Alongside this work, Prelude will be pushing its own SMARCA2 degrader through a phase 1 trial in patients with biomarker-selected SMARCA4-mutated cancer with a readout expected next year. “Provided these results are as we expect, we anticipate advancing the compound into a registrational phase 2/3 trial thereafter,” Huang said.
The Wilmington, Delaware-based biotech also plans to file an IND with the FDA next year to get an oral SMARCA2 degrader into the clinic.
The company’s remaining bandwidth will be on its CDK9 inhibitor, dubbed PRT2527. Prelude had been “encouraged by the emerging data in both solid and hematological cancers” from a recently completed phase 1 trial, Huang said.
“These data demonstrate that our highly targeted compound has been generally safe and well-tolerated with a strong inhibition of the pathway required for efficacy in preclinical models and is well-differentiated from other CDK9 inhibitors,” the CMO added.
Prelude’s ambition is for PRT2527 to become the most advanced CDK9 inhibitor for patients with B-cell malignancies and acute myeloid leukemia, with clinical proof-of-concept data on the candidate as a monotherapy and in combinations expected next year.
The focus on CDK9 means Prelude now considers its MCL-1 inhibitor, called PRT1419, to be surplus to requirements, despite having recently completed a phase 1 dose-escalation study in hematological malignancies. “Based on the potential to address the intended patient populations with the CDK9 inhibitor, which potently inhibits MCL-1, Prelude has made a decision to prioritize its CDK9 inhibitor over PRT1419,” the company explained.

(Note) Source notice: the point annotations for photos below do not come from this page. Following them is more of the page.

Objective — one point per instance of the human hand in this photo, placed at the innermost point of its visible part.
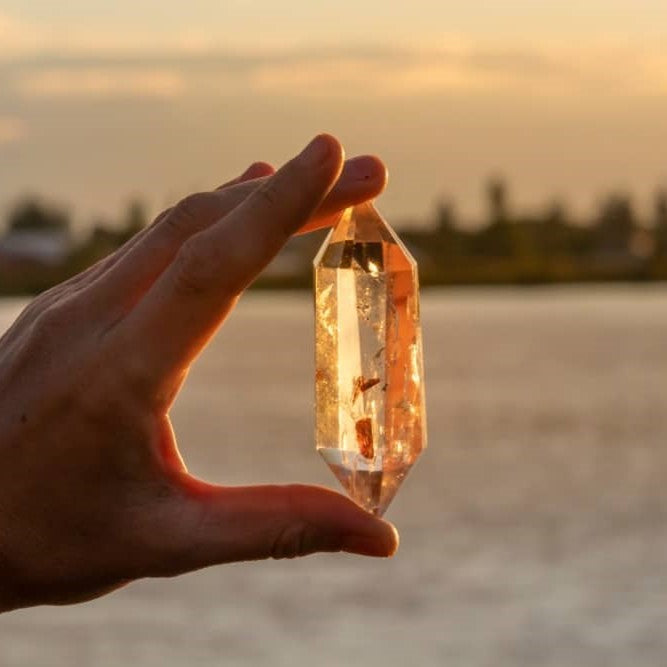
(93, 491)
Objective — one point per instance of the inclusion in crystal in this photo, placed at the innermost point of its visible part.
(369, 379)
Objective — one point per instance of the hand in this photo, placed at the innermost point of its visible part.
(93, 491)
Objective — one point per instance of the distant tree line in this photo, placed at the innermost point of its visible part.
(544, 247)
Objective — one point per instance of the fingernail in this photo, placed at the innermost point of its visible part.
(363, 169)
(317, 152)
(381, 546)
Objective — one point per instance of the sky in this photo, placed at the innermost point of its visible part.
(102, 101)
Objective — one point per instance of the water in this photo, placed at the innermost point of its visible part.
(534, 528)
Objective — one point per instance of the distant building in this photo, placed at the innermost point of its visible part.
(47, 247)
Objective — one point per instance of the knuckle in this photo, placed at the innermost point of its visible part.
(291, 542)
(196, 266)
(193, 211)
(52, 320)
(270, 193)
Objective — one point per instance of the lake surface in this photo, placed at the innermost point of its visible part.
(534, 529)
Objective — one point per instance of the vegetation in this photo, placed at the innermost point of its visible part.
(546, 247)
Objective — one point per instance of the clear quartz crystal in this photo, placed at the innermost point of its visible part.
(369, 378)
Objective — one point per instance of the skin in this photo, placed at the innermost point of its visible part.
(93, 491)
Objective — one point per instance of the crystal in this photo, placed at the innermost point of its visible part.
(369, 378)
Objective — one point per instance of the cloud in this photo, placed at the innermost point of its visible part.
(451, 68)
(17, 37)
(12, 129)
(101, 83)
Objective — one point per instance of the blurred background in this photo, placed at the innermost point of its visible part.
(526, 149)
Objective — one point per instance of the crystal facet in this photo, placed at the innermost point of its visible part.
(370, 417)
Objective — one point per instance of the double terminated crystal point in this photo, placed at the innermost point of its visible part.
(370, 417)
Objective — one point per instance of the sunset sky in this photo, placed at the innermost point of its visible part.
(103, 100)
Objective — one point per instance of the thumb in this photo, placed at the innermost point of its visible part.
(214, 525)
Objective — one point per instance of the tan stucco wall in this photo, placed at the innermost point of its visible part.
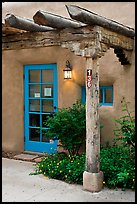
(111, 72)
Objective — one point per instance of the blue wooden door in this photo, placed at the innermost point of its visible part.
(40, 99)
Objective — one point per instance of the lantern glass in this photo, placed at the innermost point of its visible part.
(67, 74)
(68, 71)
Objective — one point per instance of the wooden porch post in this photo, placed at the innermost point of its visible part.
(92, 177)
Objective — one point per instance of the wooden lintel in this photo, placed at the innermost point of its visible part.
(55, 21)
(94, 36)
(114, 39)
(43, 39)
(24, 24)
(90, 18)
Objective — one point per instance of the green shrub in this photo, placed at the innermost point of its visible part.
(69, 126)
(63, 167)
(117, 161)
(125, 130)
(118, 169)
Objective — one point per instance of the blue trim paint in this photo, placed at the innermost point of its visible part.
(36, 146)
(103, 88)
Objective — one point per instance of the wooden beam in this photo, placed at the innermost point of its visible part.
(84, 37)
(92, 117)
(91, 18)
(92, 176)
(55, 21)
(24, 24)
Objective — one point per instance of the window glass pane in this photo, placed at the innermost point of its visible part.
(47, 106)
(108, 96)
(44, 138)
(44, 118)
(34, 134)
(34, 76)
(34, 91)
(47, 75)
(34, 120)
(47, 91)
(34, 105)
(100, 96)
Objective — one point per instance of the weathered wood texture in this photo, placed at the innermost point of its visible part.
(84, 39)
(55, 21)
(24, 24)
(6, 30)
(92, 119)
(90, 18)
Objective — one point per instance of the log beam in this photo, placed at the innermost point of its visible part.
(24, 24)
(92, 177)
(55, 21)
(91, 18)
(85, 38)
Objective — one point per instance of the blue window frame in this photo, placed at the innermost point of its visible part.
(105, 95)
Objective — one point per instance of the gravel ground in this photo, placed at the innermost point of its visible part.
(19, 186)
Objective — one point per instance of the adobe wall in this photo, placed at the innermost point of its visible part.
(111, 72)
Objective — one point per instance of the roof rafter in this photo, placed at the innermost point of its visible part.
(24, 24)
(90, 18)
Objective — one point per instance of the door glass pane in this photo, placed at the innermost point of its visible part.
(47, 106)
(108, 96)
(34, 105)
(34, 76)
(47, 75)
(47, 91)
(34, 91)
(34, 134)
(100, 96)
(34, 120)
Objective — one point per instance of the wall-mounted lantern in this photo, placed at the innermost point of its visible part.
(68, 71)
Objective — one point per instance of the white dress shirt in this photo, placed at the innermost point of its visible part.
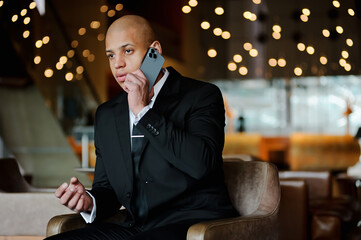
(89, 217)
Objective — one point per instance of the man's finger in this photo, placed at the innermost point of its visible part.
(60, 191)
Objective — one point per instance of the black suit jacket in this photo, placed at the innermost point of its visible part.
(181, 162)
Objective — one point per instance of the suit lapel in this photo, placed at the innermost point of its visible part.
(121, 114)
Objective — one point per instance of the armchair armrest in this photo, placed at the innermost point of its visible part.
(249, 227)
(68, 222)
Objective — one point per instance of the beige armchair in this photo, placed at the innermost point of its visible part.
(255, 192)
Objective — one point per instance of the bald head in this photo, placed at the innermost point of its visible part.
(138, 24)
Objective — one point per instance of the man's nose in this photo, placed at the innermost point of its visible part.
(119, 62)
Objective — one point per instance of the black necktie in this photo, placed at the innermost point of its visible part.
(140, 204)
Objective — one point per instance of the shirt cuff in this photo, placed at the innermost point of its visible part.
(141, 114)
(89, 217)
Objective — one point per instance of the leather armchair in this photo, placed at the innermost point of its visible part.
(254, 191)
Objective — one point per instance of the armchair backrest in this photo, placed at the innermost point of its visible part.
(253, 186)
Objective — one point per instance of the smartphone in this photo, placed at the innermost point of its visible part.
(152, 65)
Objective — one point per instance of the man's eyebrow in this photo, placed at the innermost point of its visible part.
(123, 46)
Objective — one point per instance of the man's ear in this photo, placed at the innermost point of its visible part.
(157, 46)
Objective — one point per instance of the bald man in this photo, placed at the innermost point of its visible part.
(177, 180)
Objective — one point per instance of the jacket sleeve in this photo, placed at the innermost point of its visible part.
(195, 146)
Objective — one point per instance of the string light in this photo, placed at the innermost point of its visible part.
(186, 9)
(282, 62)
(32, 5)
(69, 76)
(111, 13)
(237, 58)
(14, 18)
(349, 42)
(212, 53)
(297, 71)
(26, 20)
(232, 66)
(193, 3)
(219, 10)
(37, 59)
(205, 25)
(23, 12)
(325, 33)
(272, 62)
(243, 70)
(48, 73)
(323, 60)
(26, 34)
(217, 31)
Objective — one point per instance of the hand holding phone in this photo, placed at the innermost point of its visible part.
(151, 65)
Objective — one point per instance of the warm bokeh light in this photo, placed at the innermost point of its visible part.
(304, 18)
(186, 9)
(345, 54)
(70, 53)
(272, 62)
(23, 12)
(297, 71)
(74, 44)
(323, 60)
(81, 31)
(111, 13)
(119, 7)
(237, 58)
(91, 58)
(276, 35)
(243, 70)
(104, 8)
(226, 35)
(219, 10)
(336, 4)
(339, 29)
(48, 72)
(282, 62)
(247, 46)
(86, 53)
(276, 28)
(46, 39)
(193, 3)
(69, 76)
(205, 25)
(59, 65)
(349, 42)
(306, 11)
(95, 24)
(212, 53)
(63, 59)
(232, 66)
(342, 62)
(26, 20)
(253, 52)
(310, 50)
(325, 32)
(26, 34)
(80, 69)
(37, 59)
(247, 14)
(217, 31)
(14, 18)
(301, 47)
(38, 44)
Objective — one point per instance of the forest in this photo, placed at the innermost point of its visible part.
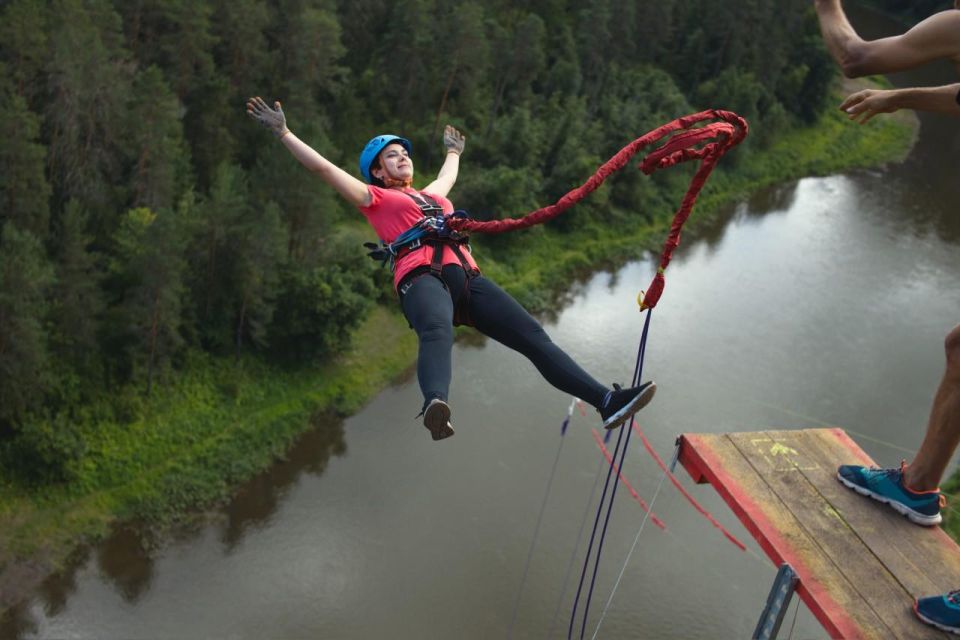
(145, 219)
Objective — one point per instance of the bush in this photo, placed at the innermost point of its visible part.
(45, 451)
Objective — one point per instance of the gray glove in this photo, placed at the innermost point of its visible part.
(453, 140)
(271, 118)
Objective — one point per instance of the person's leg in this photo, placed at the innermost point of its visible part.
(913, 489)
(943, 427)
(429, 309)
(936, 37)
(497, 315)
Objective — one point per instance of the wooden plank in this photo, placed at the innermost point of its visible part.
(787, 462)
(781, 536)
(925, 559)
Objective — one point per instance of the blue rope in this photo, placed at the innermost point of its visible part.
(637, 374)
(543, 507)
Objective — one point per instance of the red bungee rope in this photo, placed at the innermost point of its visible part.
(718, 138)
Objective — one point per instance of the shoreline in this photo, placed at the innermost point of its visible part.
(40, 532)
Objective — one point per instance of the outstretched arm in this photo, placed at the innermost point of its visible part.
(936, 37)
(865, 104)
(355, 191)
(454, 141)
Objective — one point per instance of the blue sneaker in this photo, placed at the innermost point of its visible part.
(620, 404)
(886, 485)
(943, 611)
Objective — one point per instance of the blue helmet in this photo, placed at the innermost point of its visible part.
(373, 149)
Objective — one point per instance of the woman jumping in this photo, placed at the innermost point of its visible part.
(436, 277)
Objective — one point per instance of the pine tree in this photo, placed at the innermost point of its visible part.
(77, 301)
(161, 166)
(25, 275)
(23, 46)
(88, 75)
(260, 239)
(24, 190)
(151, 265)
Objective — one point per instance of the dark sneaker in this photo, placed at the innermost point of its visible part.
(436, 418)
(942, 611)
(886, 485)
(620, 404)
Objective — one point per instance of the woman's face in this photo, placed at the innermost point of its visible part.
(395, 163)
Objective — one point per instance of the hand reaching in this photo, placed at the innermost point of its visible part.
(271, 118)
(863, 105)
(453, 140)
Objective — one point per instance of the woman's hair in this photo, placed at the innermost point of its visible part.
(374, 180)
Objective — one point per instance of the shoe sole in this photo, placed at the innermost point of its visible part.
(899, 507)
(954, 630)
(437, 419)
(643, 399)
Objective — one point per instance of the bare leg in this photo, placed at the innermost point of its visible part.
(936, 37)
(943, 428)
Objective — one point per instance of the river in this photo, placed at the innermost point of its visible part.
(820, 302)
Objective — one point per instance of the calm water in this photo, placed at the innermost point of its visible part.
(821, 302)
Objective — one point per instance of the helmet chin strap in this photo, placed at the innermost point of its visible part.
(397, 182)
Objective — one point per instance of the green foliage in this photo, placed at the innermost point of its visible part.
(316, 309)
(44, 451)
(146, 221)
(25, 276)
(24, 190)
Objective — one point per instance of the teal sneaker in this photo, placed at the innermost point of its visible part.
(886, 485)
(942, 611)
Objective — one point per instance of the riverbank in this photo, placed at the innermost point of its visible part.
(224, 422)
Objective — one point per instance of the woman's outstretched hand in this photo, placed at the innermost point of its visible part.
(453, 140)
(270, 117)
(863, 105)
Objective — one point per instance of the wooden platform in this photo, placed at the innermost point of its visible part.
(860, 564)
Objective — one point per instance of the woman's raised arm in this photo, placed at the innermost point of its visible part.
(454, 141)
(355, 191)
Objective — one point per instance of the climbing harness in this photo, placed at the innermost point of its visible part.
(431, 230)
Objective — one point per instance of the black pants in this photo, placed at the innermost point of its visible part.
(428, 305)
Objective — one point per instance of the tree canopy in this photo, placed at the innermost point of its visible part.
(143, 215)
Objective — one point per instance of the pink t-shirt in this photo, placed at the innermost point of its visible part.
(391, 212)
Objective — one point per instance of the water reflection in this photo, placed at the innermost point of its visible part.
(256, 501)
(127, 558)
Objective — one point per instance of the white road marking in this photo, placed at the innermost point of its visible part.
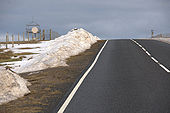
(162, 66)
(148, 53)
(67, 101)
(154, 59)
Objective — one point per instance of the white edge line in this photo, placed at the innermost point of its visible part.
(154, 59)
(162, 66)
(67, 101)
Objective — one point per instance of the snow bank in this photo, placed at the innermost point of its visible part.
(12, 86)
(58, 50)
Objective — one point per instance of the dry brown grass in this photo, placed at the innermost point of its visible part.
(49, 85)
(7, 56)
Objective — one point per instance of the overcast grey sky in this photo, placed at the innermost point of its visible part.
(103, 18)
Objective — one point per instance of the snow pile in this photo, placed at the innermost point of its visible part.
(12, 86)
(58, 50)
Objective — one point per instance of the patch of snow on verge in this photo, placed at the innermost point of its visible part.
(58, 50)
(12, 86)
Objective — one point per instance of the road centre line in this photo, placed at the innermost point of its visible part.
(156, 61)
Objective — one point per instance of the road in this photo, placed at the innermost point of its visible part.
(126, 80)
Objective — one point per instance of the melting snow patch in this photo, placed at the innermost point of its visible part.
(12, 86)
(57, 51)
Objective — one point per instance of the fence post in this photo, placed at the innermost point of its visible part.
(7, 40)
(43, 34)
(28, 36)
(32, 36)
(12, 40)
(50, 34)
(23, 36)
(18, 38)
(40, 35)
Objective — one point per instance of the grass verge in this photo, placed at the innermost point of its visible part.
(7, 56)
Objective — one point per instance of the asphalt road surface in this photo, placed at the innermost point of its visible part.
(126, 80)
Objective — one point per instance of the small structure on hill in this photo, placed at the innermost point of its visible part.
(34, 29)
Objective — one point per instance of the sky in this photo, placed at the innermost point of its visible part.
(107, 19)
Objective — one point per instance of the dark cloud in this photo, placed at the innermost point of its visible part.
(104, 18)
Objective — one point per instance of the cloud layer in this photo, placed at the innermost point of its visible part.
(105, 18)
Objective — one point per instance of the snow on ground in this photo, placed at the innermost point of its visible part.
(52, 53)
(12, 86)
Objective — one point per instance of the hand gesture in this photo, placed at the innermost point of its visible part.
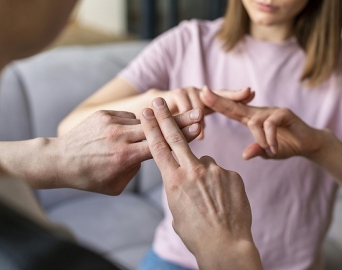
(181, 100)
(105, 151)
(209, 205)
(278, 132)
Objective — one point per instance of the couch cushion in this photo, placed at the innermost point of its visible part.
(15, 120)
(57, 81)
(113, 226)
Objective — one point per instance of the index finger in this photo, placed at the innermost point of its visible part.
(232, 109)
(172, 134)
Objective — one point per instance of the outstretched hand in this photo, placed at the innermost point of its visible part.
(278, 132)
(104, 152)
(209, 205)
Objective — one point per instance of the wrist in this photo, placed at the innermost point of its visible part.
(324, 139)
(227, 253)
(30, 160)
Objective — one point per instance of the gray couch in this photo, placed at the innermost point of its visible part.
(37, 93)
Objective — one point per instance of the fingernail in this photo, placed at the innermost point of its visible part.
(268, 152)
(194, 115)
(194, 128)
(158, 103)
(274, 150)
(148, 113)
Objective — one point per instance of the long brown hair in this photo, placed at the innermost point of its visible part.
(317, 29)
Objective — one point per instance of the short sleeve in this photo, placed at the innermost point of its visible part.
(153, 65)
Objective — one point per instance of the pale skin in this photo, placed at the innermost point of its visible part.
(214, 213)
(104, 151)
(120, 95)
(280, 134)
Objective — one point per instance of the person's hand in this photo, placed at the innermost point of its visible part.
(278, 132)
(210, 209)
(105, 151)
(181, 100)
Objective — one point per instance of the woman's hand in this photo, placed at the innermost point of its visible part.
(209, 205)
(181, 100)
(278, 132)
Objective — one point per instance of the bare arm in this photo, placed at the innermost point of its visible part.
(117, 95)
(279, 134)
(120, 95)
(209, 205)
(101, 154)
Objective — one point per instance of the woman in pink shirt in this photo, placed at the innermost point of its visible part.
(288, 52)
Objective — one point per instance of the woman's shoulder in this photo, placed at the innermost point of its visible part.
(200, 27)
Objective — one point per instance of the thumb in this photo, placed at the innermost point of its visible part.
(252, 151)
(232, 109)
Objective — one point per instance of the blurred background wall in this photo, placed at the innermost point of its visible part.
(103, 21)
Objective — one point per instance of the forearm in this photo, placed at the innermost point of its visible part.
(329, 155)
(34, 161)
(232, 256)
(133, 104)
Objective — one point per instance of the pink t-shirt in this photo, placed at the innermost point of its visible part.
(291, 199)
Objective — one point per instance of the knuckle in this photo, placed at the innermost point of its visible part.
(269, 124)
(159, 147)
(283, 111)
(174, 138)
(253, 122)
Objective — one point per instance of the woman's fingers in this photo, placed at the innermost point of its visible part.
(163, 133)
(159, 148)
(196, 102)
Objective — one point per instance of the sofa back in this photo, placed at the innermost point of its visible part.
(37, 93)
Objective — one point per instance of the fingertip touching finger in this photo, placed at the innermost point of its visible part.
(171, 132)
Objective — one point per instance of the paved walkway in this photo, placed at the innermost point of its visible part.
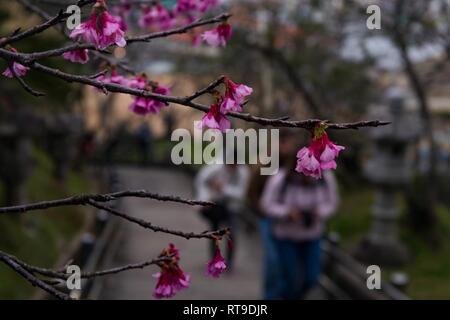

The CDK4/6 inhibitor PRT3645 is in a similar position. Despite phase 1 dose-escalation data showing levels of drug in the plasma are reaching the amount needed for efficacy, the company is ending work on the program and will instead seek out potential partners.
“We made significant progress in the third quarter with our four clinical-stage molecules and, as planned, conducted a rigorous assessment of each program,” CEO Kris Vaddi, Ph.D., said in the earnings release.
“Based on this assessment, we are prioritizing our resources on our first-in-class SMARCA2 degrader molecules, IV and oral, and our potential best-in-class CDK9 inhibitor program,” Vaddi added. “We are confident that these two programs represent compelling opportunities for demonstrating clinical proof-of-concept in 2024, for advancing into potential phase 2/3 registration studies, and for becoming important new medicines.”
Prelude appears to have the financial fuel to see its near-stage ambitions bear fruit. The biotech ended September with $230.5 million in cash and equivalents, which it expects to fund operations into 2026.